Reference equality is the default comparator for objects in .Net, but it is seldom what I want when coding. More often I want to know if objects are the same based on the state they contain. Changing object equality comparison is as easy as overriding the Equals method. Yet, when you are using LINQ extension methods such as Distinct() or Contains() there are a few things to be aware of.

In Domain Driven Design (DDD) the value object pattern is frequently used.. Value objects in DDD don't need their own identity. They are identified by the uniqueness of all the information they contain. For example consider an Address object that has several fields (Street, City, State, Zip). No address is the same as another, unless all the field values are equal.

Imagine that we have a list of customer addresses and we want to return only the unique addresses.

 var addresses = new List<Address>() {
      Address = new Address("102 Birch", "Spring", "TX", 77777),
      Address = new Address("304 Elm", "Newport", "MA", 33234),
      Address =  new Address("102 Birch", "Spring", "TX", 77777)
};

var uniqueAddresses = addresses.Distinct();

Distinct calls the GenericEqualityComparer. This in turn uses the Equals & GetHashCode methods on the objects in the collection. GetHashCode is called to determine possible equality. Equals is called to determine absolute equality. Overriding GetHashCode is important in making the Distinct method work with the GenericEqualityComparer. If you fail to override GetHashCode, you will find the Distinct method does not work right. If LINQ collection extensions aren't working as expected this is likely the cause.

Guidelines for Object Equality & Hash Codes – If you have two objects considered equal then they should return the same hash. – Hash codes on mutable objects should be calculated off immutable fields. This keeps the hash the same through the object lifetime. – If you are using LINQ methods be sure that your objects aren't mutating and causing a hash code change. If for whatever reason you need to mutate objects in a collection, consider returning 1 as the hash. Caution: this will have a performance impact.

For a more in-depth look at all the things to consider, checkout this post by Eric Lippert.

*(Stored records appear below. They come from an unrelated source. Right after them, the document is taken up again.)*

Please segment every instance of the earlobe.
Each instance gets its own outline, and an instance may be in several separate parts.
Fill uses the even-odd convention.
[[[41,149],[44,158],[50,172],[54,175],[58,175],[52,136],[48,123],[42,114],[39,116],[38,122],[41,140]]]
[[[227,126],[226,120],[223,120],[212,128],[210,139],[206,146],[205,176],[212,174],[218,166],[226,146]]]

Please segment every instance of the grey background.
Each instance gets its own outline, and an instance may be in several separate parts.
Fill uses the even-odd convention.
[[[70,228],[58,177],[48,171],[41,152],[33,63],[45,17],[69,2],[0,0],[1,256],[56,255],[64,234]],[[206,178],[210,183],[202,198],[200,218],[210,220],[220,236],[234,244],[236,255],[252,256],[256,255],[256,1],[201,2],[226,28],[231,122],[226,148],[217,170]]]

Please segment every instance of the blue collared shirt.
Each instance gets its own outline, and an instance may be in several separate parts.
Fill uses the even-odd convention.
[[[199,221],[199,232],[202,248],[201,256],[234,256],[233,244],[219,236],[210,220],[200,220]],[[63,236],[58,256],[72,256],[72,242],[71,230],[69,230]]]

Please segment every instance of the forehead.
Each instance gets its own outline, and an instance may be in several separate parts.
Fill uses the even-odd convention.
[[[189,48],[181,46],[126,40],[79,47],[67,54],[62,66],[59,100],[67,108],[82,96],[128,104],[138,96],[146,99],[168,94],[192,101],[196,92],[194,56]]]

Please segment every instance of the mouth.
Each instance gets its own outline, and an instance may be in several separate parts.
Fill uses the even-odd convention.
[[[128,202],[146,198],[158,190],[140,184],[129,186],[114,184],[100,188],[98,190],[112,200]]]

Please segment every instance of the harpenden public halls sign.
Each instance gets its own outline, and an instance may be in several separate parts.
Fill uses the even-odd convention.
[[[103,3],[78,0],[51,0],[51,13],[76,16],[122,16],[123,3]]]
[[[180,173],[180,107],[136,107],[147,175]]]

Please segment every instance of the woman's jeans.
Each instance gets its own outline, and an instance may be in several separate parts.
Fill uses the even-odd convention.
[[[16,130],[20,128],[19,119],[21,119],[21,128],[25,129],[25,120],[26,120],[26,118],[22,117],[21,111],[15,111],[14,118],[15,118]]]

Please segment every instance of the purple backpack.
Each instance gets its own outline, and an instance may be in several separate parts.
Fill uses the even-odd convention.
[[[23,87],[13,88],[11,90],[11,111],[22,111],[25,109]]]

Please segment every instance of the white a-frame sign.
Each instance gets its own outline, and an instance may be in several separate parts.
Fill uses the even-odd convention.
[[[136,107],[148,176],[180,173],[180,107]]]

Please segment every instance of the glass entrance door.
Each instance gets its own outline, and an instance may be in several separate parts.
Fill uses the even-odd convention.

A few more things to think about... LINQ collection extensions that do comparison allow passing in a EqualityComparer function. This is great as long as you control all the places in code where you need comparison. Beware of third party APIs that may have calls that would use the GenericEqualityComparer. Also, if you override equals, you may want to seal you class. This will prevent inherited classes from creating an incorrect Equals implementation. Lastly, override the equality (==) and inequality operators (!=) to avoid accidental comparison bugs.